- The ruins of Knocknafenaig
- Knocknafenaig Knocknafenaig Location within Argyll and Bute
- Civil parish: Kilfinichen and Kilvickeon;
- Council area: Argyll and Bute;
- Country: Scotland
- Sovereign state: United Kingdom
- Police: Scotland
- Fire: Scottish
- Ambulance: Scottish

= Knocknafenaig =

Knocknafenaig (Cnoc na Fennaig) is a ruined township on the Isle of Mull, Scotland.

Located in the south-western portion of the island known as the Ross of Mull, Knocknafenaig is an extremely well preserved township that shows many characteristics of the 19th-century and early 20th-century living conditions. Although it is believed to have had medieval settlements, almost no evidence remains of these due to their organic nature. Among the many ruins is a well preserved corn-drying kiln and house, known as Braigh. The Braigh is the last remaining thatched building in the Ross of Mull and was inhabited until the mid-1980s.
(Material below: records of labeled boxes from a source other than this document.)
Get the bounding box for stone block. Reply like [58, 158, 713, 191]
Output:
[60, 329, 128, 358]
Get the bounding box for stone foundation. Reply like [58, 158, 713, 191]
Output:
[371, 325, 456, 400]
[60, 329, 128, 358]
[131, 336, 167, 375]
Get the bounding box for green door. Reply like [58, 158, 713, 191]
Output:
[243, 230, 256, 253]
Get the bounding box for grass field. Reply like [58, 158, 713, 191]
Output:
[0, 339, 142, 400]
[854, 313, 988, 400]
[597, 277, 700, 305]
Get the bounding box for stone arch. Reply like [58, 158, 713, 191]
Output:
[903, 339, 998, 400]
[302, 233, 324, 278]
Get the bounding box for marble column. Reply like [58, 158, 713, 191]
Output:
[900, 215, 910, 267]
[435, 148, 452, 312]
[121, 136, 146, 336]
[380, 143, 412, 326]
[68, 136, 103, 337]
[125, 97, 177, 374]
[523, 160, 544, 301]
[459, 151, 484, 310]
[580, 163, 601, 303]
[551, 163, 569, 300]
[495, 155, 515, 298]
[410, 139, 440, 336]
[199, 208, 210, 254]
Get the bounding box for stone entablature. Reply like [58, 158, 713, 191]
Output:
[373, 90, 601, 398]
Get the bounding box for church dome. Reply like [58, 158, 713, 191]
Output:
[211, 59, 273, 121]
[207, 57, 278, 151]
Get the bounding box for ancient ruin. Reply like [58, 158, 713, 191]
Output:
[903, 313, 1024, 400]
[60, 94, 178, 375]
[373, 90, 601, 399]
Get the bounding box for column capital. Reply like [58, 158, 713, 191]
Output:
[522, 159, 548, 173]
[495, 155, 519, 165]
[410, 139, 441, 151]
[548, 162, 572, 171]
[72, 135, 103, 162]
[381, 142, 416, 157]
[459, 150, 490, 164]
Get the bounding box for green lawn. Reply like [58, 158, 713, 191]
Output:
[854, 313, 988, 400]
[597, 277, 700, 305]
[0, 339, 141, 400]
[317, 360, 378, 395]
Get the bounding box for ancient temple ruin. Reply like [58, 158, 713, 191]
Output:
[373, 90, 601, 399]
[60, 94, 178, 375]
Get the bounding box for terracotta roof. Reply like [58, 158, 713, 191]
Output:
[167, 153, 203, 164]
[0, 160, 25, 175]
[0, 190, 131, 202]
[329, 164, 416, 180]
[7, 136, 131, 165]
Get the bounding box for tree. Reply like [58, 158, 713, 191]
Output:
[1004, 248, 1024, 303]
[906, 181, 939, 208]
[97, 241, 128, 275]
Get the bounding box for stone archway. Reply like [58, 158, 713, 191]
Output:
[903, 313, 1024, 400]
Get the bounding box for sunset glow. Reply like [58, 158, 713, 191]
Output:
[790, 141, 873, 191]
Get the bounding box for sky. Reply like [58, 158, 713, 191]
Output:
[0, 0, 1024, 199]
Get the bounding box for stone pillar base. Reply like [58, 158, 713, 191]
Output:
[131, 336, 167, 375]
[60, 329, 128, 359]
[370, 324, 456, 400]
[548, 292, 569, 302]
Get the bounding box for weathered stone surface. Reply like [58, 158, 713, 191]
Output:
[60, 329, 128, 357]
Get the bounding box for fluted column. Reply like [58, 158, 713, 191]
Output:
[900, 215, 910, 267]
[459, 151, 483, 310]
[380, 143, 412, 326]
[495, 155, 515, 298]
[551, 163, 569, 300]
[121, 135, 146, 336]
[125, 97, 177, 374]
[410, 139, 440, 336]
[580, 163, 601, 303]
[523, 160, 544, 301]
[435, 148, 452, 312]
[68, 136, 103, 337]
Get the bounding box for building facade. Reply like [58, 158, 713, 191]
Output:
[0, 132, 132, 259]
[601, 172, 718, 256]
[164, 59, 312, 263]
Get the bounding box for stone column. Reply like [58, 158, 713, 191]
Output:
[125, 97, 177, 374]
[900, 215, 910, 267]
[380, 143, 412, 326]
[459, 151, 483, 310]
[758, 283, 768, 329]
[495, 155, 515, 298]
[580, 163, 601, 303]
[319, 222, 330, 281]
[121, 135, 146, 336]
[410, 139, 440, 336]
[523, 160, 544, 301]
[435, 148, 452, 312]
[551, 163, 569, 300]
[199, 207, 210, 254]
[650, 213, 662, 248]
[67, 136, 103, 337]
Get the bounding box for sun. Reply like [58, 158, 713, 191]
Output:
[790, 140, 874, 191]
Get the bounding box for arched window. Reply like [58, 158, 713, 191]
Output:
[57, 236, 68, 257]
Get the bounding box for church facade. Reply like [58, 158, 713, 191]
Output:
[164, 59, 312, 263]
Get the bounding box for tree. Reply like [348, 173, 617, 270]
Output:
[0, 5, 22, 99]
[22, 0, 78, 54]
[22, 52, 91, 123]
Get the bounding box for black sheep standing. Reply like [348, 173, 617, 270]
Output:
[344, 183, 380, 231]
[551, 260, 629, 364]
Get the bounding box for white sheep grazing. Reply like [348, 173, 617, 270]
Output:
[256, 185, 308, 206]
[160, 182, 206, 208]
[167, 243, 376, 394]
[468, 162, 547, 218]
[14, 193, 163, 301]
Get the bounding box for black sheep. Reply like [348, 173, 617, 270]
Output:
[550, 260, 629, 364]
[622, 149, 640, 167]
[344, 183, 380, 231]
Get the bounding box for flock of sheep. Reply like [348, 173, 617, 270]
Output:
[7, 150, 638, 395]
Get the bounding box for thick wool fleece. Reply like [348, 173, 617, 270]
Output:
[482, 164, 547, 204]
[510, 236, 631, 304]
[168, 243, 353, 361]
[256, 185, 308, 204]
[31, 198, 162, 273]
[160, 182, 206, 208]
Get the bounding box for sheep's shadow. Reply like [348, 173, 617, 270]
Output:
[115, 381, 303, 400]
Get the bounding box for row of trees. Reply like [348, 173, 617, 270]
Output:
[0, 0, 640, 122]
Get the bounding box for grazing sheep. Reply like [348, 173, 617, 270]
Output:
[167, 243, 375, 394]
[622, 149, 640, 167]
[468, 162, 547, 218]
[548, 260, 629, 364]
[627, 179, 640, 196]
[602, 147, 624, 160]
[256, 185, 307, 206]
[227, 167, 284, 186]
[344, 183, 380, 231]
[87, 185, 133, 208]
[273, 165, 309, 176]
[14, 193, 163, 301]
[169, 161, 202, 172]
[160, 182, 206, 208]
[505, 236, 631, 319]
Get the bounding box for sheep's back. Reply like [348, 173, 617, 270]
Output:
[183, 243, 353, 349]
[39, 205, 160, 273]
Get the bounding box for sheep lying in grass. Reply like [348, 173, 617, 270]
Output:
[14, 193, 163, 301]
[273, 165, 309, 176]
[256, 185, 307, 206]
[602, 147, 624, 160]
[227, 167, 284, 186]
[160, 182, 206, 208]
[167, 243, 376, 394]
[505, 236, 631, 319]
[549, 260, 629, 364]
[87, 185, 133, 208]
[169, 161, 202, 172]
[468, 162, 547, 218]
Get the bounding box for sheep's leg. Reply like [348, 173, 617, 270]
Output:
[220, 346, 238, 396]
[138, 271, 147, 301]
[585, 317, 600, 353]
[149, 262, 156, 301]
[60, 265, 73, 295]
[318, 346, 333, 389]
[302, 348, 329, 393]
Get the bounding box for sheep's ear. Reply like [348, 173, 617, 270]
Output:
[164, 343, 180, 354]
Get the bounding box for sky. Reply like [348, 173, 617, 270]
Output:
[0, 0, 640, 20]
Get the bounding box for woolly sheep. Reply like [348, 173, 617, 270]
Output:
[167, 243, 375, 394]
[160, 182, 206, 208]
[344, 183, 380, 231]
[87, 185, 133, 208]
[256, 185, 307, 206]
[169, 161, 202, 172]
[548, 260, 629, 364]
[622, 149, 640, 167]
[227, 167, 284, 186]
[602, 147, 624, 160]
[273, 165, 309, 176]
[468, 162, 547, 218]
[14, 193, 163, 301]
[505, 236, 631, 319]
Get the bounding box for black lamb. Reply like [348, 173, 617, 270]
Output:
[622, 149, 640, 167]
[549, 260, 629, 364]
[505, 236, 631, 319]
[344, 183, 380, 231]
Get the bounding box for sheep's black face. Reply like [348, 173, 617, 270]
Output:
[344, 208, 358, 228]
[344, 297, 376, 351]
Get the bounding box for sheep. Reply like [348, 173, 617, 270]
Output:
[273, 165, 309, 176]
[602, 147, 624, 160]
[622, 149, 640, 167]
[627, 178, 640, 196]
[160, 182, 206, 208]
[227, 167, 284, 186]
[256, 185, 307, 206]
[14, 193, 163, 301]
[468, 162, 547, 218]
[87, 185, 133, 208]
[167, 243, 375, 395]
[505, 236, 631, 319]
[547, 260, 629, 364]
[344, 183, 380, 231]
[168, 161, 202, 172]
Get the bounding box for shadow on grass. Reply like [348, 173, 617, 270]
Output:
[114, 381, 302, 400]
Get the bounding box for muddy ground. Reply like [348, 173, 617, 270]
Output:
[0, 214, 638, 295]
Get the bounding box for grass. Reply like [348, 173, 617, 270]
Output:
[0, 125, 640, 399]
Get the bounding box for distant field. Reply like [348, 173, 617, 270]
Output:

The name Cnoc na Fennaig translates as "Hill of the Lazybeds" (this being a reference to the type of cultivation used throughout the area).

In 1779 the township had a population of 70. After the Highland Clearances and the Potato Famine in the mid-19th century the township became increasingly deserted. After World War I Knocknafenaig was divided into six crofts for returning servicemen. Eventually the six crofts were combined to become Ardachy Farm.